The need of a permanent, disciplined army to cope with the British “regulars” was recognized as urgent. Congress, accordingly, by resolutions of Sept. 16th, 20th, and Oct. 8th, 1776, provided for such a body. The “establishment” of the current year would disband on Dec. 31, leaving the country practically at the mercy of the enemy should they be disposed to push a vigorous winter campaign. To take the place of this out-going force it was enacted that eighty-eight infantry regiments be raised for continuous service to the end of the war unless otherwise ordered. They were proportioned among the States according to their population. Thus, Massachusetts and Virginia were to furnish each fifteen regiments, Pennsylvania twelve, New York four, Maryland and Connecticut each eight, and the rest in like ratio.
As a body they were to form a grand “Continental Line,” and would, so far, resemble the “Regiments of the Line” in the British establishment. They differed from the latter, however, in this respect, that instead of being numbered consecutively in the main line the regiments of each State formed a sub-division by themselves and were numbered from the “First” to the “Fifth”, or the “Eighth” or the “Fifteenth,” and so on, as the case might be. Each State quota thus became a “Line” in itself, which was designated by it’s State name.

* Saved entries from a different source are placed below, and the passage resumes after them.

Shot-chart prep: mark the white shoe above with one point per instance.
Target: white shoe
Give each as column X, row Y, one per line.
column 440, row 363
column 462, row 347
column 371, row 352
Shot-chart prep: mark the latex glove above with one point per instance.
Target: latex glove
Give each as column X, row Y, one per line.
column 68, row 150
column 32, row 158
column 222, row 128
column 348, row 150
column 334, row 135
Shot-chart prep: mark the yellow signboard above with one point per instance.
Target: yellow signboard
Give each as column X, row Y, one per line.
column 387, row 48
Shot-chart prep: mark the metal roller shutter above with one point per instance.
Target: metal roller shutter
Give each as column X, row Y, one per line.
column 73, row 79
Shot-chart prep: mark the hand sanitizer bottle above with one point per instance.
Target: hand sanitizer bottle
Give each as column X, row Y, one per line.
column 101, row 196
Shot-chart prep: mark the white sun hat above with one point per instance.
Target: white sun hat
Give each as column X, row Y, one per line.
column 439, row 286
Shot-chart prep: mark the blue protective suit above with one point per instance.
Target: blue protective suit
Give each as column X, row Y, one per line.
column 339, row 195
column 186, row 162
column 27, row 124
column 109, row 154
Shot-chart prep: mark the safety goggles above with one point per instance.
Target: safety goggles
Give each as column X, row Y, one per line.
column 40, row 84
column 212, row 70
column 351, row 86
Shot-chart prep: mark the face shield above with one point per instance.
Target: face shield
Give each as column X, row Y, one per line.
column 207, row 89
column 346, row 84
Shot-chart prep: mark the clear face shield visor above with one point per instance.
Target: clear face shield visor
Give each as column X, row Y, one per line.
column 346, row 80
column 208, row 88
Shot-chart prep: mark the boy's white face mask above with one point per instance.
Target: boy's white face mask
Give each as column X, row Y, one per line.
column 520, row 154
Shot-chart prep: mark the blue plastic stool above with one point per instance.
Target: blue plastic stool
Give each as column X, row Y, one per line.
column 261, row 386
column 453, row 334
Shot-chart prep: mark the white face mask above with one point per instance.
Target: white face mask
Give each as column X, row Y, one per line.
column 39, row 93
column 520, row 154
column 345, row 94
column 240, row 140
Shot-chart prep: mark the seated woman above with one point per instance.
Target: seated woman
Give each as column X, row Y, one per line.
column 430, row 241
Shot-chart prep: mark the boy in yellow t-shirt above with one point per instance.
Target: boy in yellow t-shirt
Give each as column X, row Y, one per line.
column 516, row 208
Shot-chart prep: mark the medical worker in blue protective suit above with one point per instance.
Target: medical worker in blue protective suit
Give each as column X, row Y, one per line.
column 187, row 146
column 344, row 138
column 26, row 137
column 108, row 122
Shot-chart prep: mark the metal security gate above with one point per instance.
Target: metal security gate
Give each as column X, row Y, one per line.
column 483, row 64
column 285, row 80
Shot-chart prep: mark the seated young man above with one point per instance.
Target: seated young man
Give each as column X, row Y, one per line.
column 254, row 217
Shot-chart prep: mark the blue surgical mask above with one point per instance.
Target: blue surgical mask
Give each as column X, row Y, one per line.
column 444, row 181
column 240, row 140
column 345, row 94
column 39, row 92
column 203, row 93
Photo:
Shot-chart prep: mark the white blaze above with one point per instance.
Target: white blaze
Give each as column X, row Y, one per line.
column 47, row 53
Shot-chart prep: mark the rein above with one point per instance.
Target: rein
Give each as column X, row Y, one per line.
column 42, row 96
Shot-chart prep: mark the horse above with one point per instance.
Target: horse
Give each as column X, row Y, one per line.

Hence, the “Massachusetts Line,” the “South Carolina Line,” the “Connecticut Line,” etc., – each being a distinct body, commanded by officers from its own State, and cared for by its own State, as well as by Congress.
Inspired by a common cause, and welded in homogeneous form under the leadership of Washington, it was these State “Lines,” facing the enemy as a single “Continental Line,” that were to bear the burden of the war for the next six years and bring it to a successful close.
– Connecticut Men in the War of the Revolution, Adj. Gen., Hartford, 1889
Today, the Color Guard of the Connecticut Society of the Sons of the American Revolution portrays a “Connecticut Continental Line” unit, wearing the blue regimental coat with white facings as ordered in 1779 for New England troops. Prior to this regulation, the only Connecticut Continental Line unit to wear a blue coat faced white was the 6th Regiment. The other regiments wore as follows:
1st Regiment, Red Coat faced white;
2nd Regiment, dark brown faced white;
3rd Regiment, light brown faced red;
4th Regiment, brown faced red;
5th Regiment, blue turned up with scarlet;
7th Regiment, scarlet faced faced white;
8th Regiment, blue faced scarlet and scarlet and white.
Uniformity in regiments was more of an exception then a rule particularly in the early years of the war, and it was common to see hunting shirts and civilian clothing in the ranks. This diversity of clothing is evident in the Color Guard today.